Skip to main content.
home | support | download

Back to List Archive

FW: spider bug?

From: Mark Morgan <mark(at)not-real.zaneray.com>
Date: Tue Oct 05 2004 - 18:02:55 GMT
Many thanks to Bill, who responded immediately.  It was indeed the
double-byte issue, Red Hat 9 using en_US.UTF-8 for default LANG.  I changed
that, and it resolved the issue.


-----Original Message-----
From: Bill Conlon [mailto:bill@tothept.com]
Sent: Tuesday, October 05, 2004 9:26 AM
To: mark@zaneray.com
Subject: Re: [SWISH-E] spider bug?


ah, the dreaded double-byte character rears its ugly head.
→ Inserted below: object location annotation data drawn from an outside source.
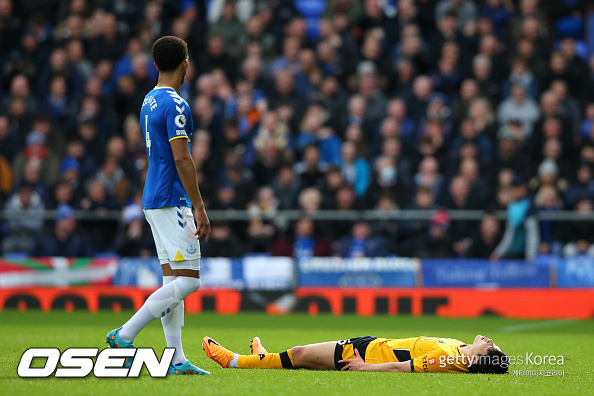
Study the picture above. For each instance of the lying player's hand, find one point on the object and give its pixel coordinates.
(356, 364)
(202, 225)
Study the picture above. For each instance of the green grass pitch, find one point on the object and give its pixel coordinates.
(572, 339)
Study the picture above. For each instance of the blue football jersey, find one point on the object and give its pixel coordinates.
(164, 116)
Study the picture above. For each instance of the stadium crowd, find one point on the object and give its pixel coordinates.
(309, 105)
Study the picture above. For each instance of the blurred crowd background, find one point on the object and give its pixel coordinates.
(309, 105)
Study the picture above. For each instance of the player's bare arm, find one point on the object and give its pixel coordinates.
(187, 173)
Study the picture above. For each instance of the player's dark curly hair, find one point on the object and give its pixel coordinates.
(494, 362)
(169, 52)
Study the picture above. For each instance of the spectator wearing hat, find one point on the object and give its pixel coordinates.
(135, 238)
(306, 242)
(583, 186)
(436, 241)
(223, 242)
(65, 240)
(520, 108)
(25, 222)
(37, 151)
(487, 239)
(579, 235)
(521, 239)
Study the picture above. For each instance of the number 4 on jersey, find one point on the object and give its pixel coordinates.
(148, 138)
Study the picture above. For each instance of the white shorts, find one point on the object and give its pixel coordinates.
(173, 229)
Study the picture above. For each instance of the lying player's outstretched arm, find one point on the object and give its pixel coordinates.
(358, 364)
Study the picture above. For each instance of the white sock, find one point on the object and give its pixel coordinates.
(159, 304)
(172, 324)
(233, 362)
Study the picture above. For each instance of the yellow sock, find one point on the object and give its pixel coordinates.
(269, 360)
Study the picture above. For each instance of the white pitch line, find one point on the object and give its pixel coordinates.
(537, 325)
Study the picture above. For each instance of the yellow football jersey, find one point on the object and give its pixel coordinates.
(426, 354)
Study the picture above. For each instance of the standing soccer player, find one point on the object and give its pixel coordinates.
(170, 191)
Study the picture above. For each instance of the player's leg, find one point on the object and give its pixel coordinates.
(184, 263)
(164, 225)
(313, 356)
(173, 321)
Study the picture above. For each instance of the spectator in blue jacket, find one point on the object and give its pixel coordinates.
(362, 243)
(65, 240)
(355, 169)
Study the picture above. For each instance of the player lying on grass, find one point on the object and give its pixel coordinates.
(418, 354)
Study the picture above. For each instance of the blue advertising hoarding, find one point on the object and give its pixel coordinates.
(575, 272)
(483, 273)
(360, 272)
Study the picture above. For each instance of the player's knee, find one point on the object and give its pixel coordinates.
(187, 285)
(297, 353)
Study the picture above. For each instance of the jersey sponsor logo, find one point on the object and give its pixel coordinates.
(79, 362)
(151, 101)
(191, 248)
(180, 121)
(424, 363)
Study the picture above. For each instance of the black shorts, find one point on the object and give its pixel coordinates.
(358, 343)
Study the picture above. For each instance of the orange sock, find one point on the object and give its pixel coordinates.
(269, 361)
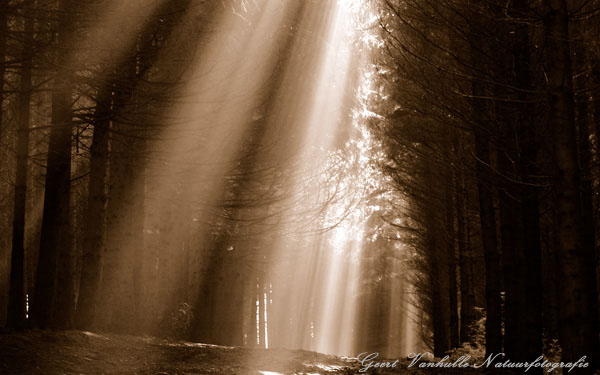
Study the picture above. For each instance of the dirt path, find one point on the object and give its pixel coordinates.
(76, 352)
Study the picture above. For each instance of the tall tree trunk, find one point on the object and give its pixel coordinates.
(93, 236)
(451, 258)
(578, 300)
(467, 291)
(16, 303)
(55, 262)
(3, 39)
(487, 215)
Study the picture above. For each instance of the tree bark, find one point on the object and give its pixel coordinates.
(467, 291)
(16, 304)
(577, 288)
(55, 262)
(93, 238)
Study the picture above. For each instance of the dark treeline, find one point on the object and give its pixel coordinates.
(491, 135)
(148, 173)
(144, 172)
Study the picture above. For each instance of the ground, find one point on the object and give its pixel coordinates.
(76, 352)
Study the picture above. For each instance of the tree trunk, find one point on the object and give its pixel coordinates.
(93, 237)
(467, 291)
(16, 303)
(577, 289)
(451, 261)
(3, 38)
(55, 262)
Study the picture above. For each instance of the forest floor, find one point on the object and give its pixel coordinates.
(76, 352)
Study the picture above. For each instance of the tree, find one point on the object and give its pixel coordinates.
(578, 299)
(16, 304)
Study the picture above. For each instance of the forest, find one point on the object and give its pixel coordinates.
(235, 186)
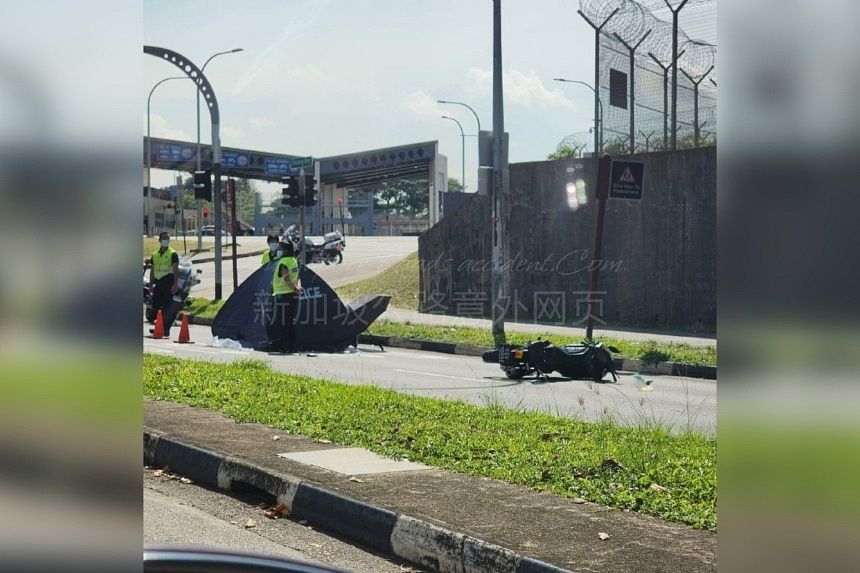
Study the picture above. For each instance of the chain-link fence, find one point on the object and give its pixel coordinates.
(636, 43)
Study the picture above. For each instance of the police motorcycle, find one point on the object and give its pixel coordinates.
(187, 279)
(329, 252)
(584, 361)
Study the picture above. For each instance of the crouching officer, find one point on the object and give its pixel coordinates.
(285, 291)
(163, 276)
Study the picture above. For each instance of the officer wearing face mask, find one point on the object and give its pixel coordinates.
(163, 275)
(272, 253)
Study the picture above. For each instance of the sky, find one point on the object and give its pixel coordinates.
(324, 77)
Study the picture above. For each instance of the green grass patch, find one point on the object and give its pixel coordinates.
(399, 280)
(202, 307)
(641, 469)
(649, 351)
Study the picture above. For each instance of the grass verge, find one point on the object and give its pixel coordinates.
(641, 469)
(649, 351)
(399, 280)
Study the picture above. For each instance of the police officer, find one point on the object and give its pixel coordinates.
(285, 290)
(271, 254)
(163, 276)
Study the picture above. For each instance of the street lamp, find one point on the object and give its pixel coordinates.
(463, 147)
(200, 201)
(149, 155)
(598, 121)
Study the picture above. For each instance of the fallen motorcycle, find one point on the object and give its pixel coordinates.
(585, 361)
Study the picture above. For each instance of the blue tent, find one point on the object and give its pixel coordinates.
(323, 321)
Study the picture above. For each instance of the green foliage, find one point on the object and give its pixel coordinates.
(405, 197)
(640, 469)
(400, 281)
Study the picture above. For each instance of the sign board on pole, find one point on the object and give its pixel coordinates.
(626, 179)
(234, 160)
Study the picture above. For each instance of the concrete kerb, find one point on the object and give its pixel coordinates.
(403, 536)
(621, 364)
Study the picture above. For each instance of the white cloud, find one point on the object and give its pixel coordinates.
(525, 89)
(422, 105)
(159, 128)
(260, 122)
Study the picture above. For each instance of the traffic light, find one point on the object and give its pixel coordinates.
(290, 191)
(203, 185)
(310, 190)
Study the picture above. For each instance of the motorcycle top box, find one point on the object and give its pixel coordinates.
(586, 361)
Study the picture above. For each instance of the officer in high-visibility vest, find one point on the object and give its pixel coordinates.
(272, 253)
(163, 276)
(285, 292)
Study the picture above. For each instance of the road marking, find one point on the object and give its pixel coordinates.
(438, 375)
(157, 350)
(416, 355)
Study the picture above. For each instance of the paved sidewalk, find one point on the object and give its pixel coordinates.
(465, 515)
(635, 335)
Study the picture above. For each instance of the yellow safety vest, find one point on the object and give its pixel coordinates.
(162, 264)
(279, 286)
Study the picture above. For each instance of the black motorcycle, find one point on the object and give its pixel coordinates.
(585, 361)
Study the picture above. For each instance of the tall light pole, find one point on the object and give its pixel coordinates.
(463, 147)
(478, 120)
(499, 217)
(598, 121)
(149, 154)
(200, 201)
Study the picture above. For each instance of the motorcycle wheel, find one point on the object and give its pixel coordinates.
(514, 373)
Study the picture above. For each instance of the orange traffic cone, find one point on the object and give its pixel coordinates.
(158, 331)
(184, 337)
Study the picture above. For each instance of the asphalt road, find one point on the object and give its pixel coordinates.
(177, 513)
(677, 403)
(363, 258)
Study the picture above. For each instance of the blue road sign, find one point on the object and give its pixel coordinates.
(234, 160)
(170, 152)
(277, 165)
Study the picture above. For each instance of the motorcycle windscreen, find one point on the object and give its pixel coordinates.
(323, 321)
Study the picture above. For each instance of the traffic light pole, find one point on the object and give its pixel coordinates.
(302, 191)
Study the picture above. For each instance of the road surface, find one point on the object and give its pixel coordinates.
(177, 513)
(676, 403)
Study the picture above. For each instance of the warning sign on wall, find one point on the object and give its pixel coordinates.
(626, 179)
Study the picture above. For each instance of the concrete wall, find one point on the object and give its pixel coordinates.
(659, 254)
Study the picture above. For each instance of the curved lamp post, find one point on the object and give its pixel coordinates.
(598, 121)
(149, 155)
(205, 88)
(200, 201)
(462, 147)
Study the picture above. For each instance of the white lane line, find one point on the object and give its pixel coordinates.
(437, 375)
(416, 355)
(157, 350)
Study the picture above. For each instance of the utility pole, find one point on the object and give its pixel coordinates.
(499, 282)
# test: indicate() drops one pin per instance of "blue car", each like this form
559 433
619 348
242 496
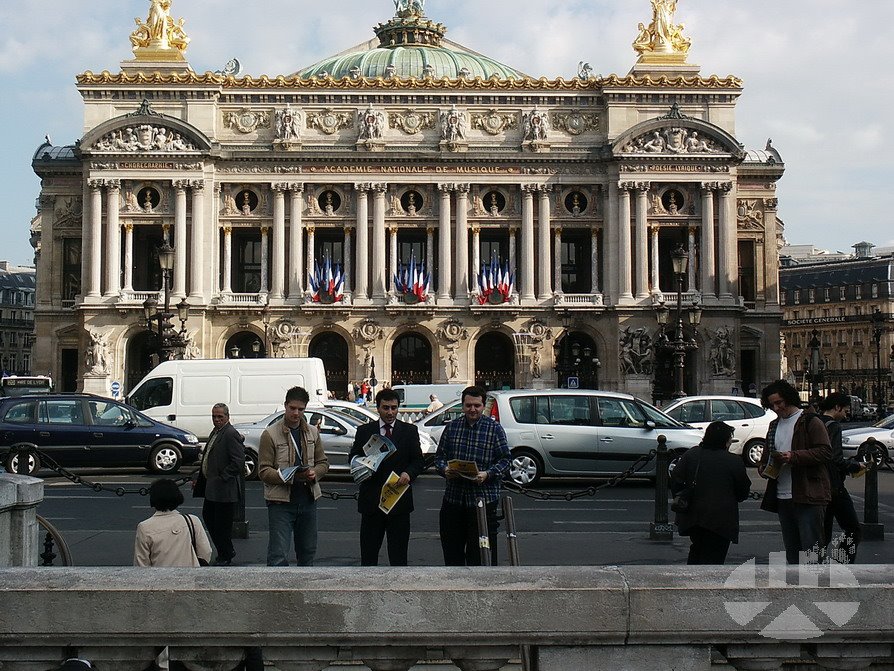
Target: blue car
83 430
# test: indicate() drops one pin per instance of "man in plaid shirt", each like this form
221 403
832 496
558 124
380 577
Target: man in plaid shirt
482 441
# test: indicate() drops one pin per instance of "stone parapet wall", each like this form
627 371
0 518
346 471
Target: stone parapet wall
572 617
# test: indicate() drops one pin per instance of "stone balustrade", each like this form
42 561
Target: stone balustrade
573 618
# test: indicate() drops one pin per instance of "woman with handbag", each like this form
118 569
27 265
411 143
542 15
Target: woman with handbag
708 484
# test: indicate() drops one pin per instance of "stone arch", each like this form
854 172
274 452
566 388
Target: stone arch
186 130
332 347
495 360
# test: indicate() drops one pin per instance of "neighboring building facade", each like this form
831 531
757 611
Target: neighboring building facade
410 151
17 287
838 300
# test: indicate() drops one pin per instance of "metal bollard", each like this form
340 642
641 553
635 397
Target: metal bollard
871 527
661 529
483 536
240 524
511 538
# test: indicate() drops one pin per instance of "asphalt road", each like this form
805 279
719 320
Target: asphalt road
608 528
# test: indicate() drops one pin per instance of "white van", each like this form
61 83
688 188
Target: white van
416 396
182 392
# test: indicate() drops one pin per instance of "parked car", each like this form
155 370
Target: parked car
337 430
434 423
567 432
746 415
81 430
882 431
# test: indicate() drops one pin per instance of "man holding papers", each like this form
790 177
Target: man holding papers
386 499
291 462
473 455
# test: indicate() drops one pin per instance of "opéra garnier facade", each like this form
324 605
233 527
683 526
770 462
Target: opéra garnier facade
416 205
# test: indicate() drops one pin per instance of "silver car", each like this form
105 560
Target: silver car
567 432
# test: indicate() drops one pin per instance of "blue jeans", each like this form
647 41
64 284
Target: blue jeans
298 520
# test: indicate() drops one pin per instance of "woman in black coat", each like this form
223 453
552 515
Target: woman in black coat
712 518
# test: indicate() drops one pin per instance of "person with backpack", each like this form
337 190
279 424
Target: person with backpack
835 408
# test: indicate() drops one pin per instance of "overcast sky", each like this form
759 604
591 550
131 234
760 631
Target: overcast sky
817 78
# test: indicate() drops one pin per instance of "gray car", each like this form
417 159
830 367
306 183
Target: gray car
567 432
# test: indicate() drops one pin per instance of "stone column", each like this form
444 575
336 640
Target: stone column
393 260
771 253
197 262
265 258
476 254
296 242
526 283
642 239
544 247
594 261
727 242
445 264
625 252
277 283
461 284
707 240
692 260
128 257
656 261
113 238
557 255
179 289
378 276
93 247
227 272
311 237
347 265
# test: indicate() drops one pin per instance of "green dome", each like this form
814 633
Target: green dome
410 45
411 61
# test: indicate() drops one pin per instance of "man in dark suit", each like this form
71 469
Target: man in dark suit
223 465
406 462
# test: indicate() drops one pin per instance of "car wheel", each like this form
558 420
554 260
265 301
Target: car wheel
251 465
12 462
525 469
165 459
753 451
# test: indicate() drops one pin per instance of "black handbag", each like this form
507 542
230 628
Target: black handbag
680 502
192 537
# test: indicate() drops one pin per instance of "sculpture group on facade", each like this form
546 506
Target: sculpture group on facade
636 351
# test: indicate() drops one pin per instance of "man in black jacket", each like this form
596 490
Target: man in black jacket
407 463
835 408
223 464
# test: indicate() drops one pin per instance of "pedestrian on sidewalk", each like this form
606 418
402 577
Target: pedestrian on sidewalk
717 483
219 481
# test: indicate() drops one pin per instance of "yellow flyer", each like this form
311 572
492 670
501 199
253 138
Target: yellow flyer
391 493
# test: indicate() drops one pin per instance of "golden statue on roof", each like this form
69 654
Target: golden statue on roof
662 36
160 38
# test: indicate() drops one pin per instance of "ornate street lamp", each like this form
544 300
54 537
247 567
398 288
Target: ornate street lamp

on Redhat set environment:
LANG=en_us

On Tuesday, October 5, 2004, at 09:20  AM, Mark Morgan wrote:

> I'm trying to index a client site, www.e-caps.com.  I'm using 2.5.2,
> and
> have tried 2.4.2, with the same results.  Some pages are OK, but one is
> confusing spider.pl.  I get:
>
> Parsing config file 'e-caps.conf'
> Indexing Data Source: "External-Program"
> Indexing "spider.pl"
> External Program found: /usr/local/lib/swish-e/spider.pl
> /usr/local/lib/swish-e/spider.pl: Reading parameters from 'default'
> http://www.e-caps.com/za/ECP?PAGE=ABOUT_US - Using HTML2 parser -  (470
> words)
> http://www.e-caps.com/za/ECP?PAGE=HOME - Using HTML2 parser -  (409
> words)
> http://www.e-caps.com/za/ECP?PAGE=PRODUCTS_MAIN - Using HTML2 parser -
>  (140
> words)
> http://www.e-caps.com/za/ECP?PAGE=KNOWLEDGE - Using HTML2 parser -
> (387
> words)
>
> Warning: Unknown header line: 'tml>Path-Name:
> http://www.e-caps.com/za/
> ECP?PAGE=FDA_DISCLAIMER&OMI=10093,10072&AMI=10093'
> from program spider.pl
> err: External program failed to return required headers Path-Name:
>
>
> The knowledge page passes html validation as far as structure, yet for
> some
> reason, it's leaving the spider with the extraneous 'tml>' string.
>
> My config is:
>
>     # Configuration file for spidering the e-caps site
>     # Use the "spider.pl" program included with Swish-e
>     IndexDir spider.pl
>
>     # Define what site to index
>     SwishProgParameters default
> http://www.e-caps.com/za/ECP?PAGE=ABOUT_US
>
> and the command is:
>
> swish-e  -S prog -c e-caps.conf -v9
>
>
>
> Other pages on the site, as you can see in the first few, go OK, but
> for
> some reason, the knowledge page makes it blow chunks.  Anyone have any
> ideas?  If I run with -S http, it goes OK, but I need to use prog, as
> we
> have a bunch of PDF files that we want to index.
>
>
> |
> |  Mark Morgan
> |  Senior Programmer/Analyst
> |  T H E   Z A N E R A Y   G R O U P ,  I N C .
> |
> |  mark@zaneray.com
> |
> |  25 O'Brien Avenue
> |  Whitefish, MT 59937
> |  406.863.8000
> |
> |  http://www.zaneray.com
> |
>
>
>
>
Received on Tue Oct 5 11:03:07 2004